Первая опубликованная мною работа «Донская казачья песня», напечатанная в 1905 году и затем, в 1906 году, помещенная в I томе «Трудов Музыкально-Этнографической комиссии Общества любителей Естествознания, Антропологии и Этнографии» под названием «Народная казачья песня на Дону», представляет собою информационно-исследовательский очерк, к которому в виде песенных иллюстраций приложено 16 песен. Отличительной чертой этой работы является полное сохранение народного говора, не исключая фонетических особенностей3.

Отход от фонетики в последующих работах — 1910, 1911, 1912, 1920 гг. — явился результатом издательских соображений и требований.

В 1910 году вышел в свет «Школьный сборник русских народных песен «для среднего и старшего возраста Московской Музыкально-Этнографической комиссии, выпуск 2-й, с 15 песнями из собрания Листопадова, в сплошной подтекстовке.

Наиболее крупным по количеству вошедших в него песен является сборник «Песни донских казаков», выпущенный в 1911 году4. В него вошло 107 казачьих песен всех жанров, бытующих на Дону, от былин и песен исторических, до свадебных и вешних, а также наиболее типичные для Дона военно-бытовые песни.

В следующем, 1912 году опубликованы две мои работы: «1812 год в народных песнях» и «Народные песни — донские, казачьи, малорусские и великорусские», с 30 песнями (из них 13 казачьих) и вступительной статье5.

В 1920 году вышел небольшой сборник под названием «Шесть русских народных песен» из собрания Листопадова. После этого мои записи были использованы разными издательствами для коллективных сборников. Отмечу из них наиболее заметные: II и III сборники Военгиза 1936 и 1937 годов с 25 донскими казачьими песнями моей записи, затем сборник Музгиза «Песни донских и кубанских казаков» 1937 года, также с 25 песнями, сборник Ростовского областного издательства 1938 года «Песни донских и кубанских казаков» с 23 песнями и, наконец, 2-й сборник Сталинградского издательства 1938 года — «Песни донского казачества», с 16 песенными текстами.

Во всех перечисленных сборниках песни моих записей даны с напевами, за исключением безнапевного сборника Сталинградского издательства.

В настоящее время Государственным музыкальным издательством предпринято издание пятитомника «Песни донских казаков», включающего 1200 песен моего собрания.

_________

1 Так сделана моя первая печатная работа «Донская казачья песня» (1905), в которой полностью сохранена и фонетика.

2 Так, в конце текста № 76 в сборнике Пивоварова находим пометку: «рассказчик забыл продолжение песни».

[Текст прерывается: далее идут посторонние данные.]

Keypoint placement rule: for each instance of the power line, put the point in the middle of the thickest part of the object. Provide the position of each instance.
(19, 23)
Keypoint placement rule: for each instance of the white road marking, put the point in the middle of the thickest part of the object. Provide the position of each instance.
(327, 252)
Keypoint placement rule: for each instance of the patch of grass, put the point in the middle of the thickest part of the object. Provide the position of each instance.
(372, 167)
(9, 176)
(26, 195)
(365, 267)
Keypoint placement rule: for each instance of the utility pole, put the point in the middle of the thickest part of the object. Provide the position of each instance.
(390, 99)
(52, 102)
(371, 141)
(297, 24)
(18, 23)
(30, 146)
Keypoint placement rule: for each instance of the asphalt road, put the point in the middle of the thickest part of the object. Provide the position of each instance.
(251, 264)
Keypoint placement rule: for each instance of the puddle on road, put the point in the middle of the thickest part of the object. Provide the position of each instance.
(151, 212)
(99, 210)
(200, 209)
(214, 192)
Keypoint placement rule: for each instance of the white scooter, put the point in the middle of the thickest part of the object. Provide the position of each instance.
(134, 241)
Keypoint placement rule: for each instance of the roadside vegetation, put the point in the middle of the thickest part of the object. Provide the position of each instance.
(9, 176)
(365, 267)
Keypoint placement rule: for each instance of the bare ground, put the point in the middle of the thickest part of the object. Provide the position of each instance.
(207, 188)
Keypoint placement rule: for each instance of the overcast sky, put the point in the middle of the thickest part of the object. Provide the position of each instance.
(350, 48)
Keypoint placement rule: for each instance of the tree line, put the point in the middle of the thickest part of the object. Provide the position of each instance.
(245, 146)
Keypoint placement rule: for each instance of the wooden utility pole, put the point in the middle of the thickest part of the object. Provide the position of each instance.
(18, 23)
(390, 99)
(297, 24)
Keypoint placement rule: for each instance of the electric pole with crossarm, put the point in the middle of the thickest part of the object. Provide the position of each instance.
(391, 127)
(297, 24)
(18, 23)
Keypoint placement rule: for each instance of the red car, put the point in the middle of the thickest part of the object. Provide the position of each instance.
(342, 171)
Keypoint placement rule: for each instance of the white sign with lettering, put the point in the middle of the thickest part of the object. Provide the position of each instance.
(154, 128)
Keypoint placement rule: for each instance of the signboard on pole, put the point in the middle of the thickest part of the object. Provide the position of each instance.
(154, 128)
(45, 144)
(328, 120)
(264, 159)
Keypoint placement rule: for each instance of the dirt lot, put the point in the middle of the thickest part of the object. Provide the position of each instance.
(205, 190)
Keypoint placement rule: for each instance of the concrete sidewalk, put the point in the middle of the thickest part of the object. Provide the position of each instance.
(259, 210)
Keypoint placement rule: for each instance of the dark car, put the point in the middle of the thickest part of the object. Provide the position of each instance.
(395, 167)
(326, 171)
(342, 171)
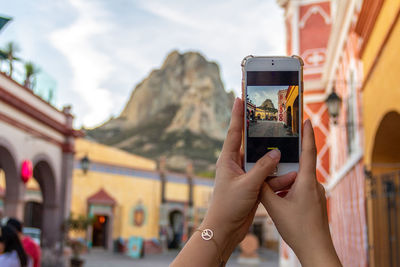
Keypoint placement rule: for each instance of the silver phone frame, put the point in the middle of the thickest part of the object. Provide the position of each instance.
(269, 63)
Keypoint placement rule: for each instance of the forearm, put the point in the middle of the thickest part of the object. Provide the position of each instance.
(324, 255)
(200, 252)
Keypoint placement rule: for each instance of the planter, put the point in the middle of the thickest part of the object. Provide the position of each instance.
(76, 262)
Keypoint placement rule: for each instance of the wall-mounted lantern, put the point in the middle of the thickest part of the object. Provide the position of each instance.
(85, 164)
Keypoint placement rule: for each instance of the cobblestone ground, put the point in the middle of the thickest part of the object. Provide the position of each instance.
(101, 258)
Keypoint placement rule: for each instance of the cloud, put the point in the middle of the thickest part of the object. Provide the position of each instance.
(111, 46)
(90, 67)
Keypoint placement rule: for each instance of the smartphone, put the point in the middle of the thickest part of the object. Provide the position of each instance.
(272, 89)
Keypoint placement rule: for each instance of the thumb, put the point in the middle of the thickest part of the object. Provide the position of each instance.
(263, 168)
(271, 201)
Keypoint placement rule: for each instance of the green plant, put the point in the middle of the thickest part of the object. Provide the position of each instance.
(30, 71)
(77, 224)
(10, 51)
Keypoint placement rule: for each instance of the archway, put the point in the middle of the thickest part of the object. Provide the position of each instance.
(175, 234)
(296, 116)
(44, 175)
(14, 188)
(33, 214)
(382, 194)
(289, 119)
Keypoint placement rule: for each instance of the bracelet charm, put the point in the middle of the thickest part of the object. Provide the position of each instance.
(207, 234)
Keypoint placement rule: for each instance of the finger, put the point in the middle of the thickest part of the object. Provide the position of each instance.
(241, 157)
(263, 168)
(308, 157)
(282, 182)
(271, 201)
(234, 136)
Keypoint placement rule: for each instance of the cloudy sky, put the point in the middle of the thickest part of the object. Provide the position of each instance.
(98, 50)
(258, 94)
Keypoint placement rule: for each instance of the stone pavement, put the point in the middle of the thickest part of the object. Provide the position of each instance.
(267, 129)
(101, 258)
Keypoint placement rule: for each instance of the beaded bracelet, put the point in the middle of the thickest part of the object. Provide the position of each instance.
(207, 235)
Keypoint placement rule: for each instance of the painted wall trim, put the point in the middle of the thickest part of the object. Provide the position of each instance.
(337, 176)
(143, 174)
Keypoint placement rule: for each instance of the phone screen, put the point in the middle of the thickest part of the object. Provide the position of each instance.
(272, 114)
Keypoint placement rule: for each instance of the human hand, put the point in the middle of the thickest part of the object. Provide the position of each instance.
(301, 216)
(236, 193)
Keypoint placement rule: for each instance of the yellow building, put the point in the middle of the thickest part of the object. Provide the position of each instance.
(123, 193)
(262, 114)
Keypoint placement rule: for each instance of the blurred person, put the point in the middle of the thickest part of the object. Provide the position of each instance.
(12, 253)
(30, 246)
(299, 214)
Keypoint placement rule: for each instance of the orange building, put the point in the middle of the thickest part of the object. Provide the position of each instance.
(351, 48)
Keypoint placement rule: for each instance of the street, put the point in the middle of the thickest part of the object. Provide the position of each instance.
(267, 129)
(101, 258)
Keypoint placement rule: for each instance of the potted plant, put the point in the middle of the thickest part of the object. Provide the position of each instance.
(77, 224)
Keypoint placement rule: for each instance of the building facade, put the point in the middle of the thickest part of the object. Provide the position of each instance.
(133, 197)
(34, 133)
(358, 158)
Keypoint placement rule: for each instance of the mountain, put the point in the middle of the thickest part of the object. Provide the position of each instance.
(267, 104)
(180, 111)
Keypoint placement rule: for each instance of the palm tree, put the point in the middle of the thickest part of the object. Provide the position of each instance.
(3, 56)
(30, 71)
(10, 51)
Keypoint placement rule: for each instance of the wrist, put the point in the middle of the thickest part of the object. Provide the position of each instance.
(324, 255)
(223, 236)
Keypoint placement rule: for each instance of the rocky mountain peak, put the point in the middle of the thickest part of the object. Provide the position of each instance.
(181, 110)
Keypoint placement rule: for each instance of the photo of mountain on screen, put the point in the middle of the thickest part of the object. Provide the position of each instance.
(272, 111)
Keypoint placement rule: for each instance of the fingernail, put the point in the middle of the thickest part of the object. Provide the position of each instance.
(274, 154)
(236, 104)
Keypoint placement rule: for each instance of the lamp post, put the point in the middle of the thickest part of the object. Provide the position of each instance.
(85, 164)
(163, 206)
(189, 174)
(333, 101)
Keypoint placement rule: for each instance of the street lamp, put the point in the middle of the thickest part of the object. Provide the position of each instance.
(85, 164)
(333, 102)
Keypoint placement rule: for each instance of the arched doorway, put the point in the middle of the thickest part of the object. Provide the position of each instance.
(14, 188)
(33, 214)
(100, 231)
(383, 194)
(175, 234)
(386, 150)
(44, 175)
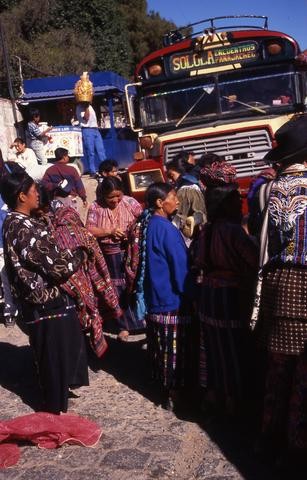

3 Работа эта еще в рукописи в 1904 году была премирована большой серебряной медалью «За изучение мелодий донских песен». Ред.

4 В 1912 году А. М. Листопадову за этот сборник была присуждена золотая медаль и премия «В память Международных конгрессов по антропологии и доисторической археологии. 1892 г.».

Сборник в значительной мере послужил материалом для исследовательского труда А. Д. Кастальского — «Особенности народно-русской музыкальной системы», изданного в 1923 году, а также для 1-й главы «Истории русской музыки» под ред. проф. Пекелиса, 1940. Ред.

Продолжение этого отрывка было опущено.